A little featurelet about Tiger Woods, who didn't make the cut, so doesn't get to play on the weekend. Apparently his walk up to the 18th yesterday was "unforgettable."

Some dude drove the green on #9, which I guess has happened a lot this week. It's supposedly a "par 4," so what the hell? The balls should be softened up, or the club technology reined in, or something. Some of the boys are driving the 12th green, too.

Caught up in the fescue rough, that's bad. Or not? It's "wispy" fescue, very dry.

"I love the way his arms just hang, very still [he misses the putt]... heartbreaking."

"Look at how straight his legs are... The finish is just poetic!"

Somebody got "a more than audible cheer," wut.

Then Rory McIlroy wedges out of bunker and IT DID GO IN THE HOLE! on the 360 yard (are they still doing yards?) 10th, TAKES THE LEAD. "PurrFECTION at the 10th!"

He very narrowly missed a birdie put on 12, David says "that'll feel like he dropped half a shot," which is interesting for a game with no fractional scoring. Feels like he missed a whole shot to me.

Cam Smith makes a bad shot selection, "risked his whole championship on it," standing in a bunker and swinging at the ball waist-high outside it, "right into a goarse bush."

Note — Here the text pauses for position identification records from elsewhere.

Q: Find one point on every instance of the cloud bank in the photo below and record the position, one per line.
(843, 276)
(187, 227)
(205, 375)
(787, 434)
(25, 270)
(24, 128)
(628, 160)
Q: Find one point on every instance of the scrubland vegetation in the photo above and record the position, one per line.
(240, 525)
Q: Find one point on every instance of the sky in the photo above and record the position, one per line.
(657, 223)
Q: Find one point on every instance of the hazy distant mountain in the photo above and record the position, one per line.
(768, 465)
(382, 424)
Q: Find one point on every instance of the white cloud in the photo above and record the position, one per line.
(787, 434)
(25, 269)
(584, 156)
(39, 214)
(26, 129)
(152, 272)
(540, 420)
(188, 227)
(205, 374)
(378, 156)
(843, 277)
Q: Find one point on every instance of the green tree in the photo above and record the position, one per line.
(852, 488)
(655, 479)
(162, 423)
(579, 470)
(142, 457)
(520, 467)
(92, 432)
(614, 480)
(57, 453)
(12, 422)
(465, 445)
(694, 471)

Then Dustin Johnson putts long on 14, "up and over, the last thing you want to do, and into the pot bunker." Now we're playing my kind of golf. "The putter's betrayed him today, it's really let him down all season," but somehow he's on the leader board? Maybe not a lot longer. Funky sand wedge almost put him in another of the "Ginger Beer" bunkers. He does escape with only a bogey. I would've gone snowman, personally.

Cam Smith manages to hack his next shot out of the goarse, but still in trouble. "His whole tournament could be going up in smoke right here." He made his double boge, and managed to keep his act together the rest of the way and finish one over on the day, 4 shots behind the leaders Hovland and McIlroy.


I started the viewing (and blogging of it) for a larf, but then was interested in the outcome. On Sunday, I didn't tune in in time to see any of it live, but there was a "highlights" show that distilled out the good parts, in conveniently accelerated fashion. By the time I got to that, I'd already seen who the winner was, but even without suspense, it was fun to see how it came about.

Hovland and McIlroy went from penultimate pair on Saturday to final pair on Sunday, swapping twosomes with "the Cams"; Cameron Young, and Cameron Smith. Apparently it's harder to stay ahead than it is to get ahead. The four stroke cushion between the pairs evaporated, and Cam Smith went from the verge of "his whole tournament going up in smoke," to smoking the competition with an 8-under round that featured five straight birdies to start the back nine.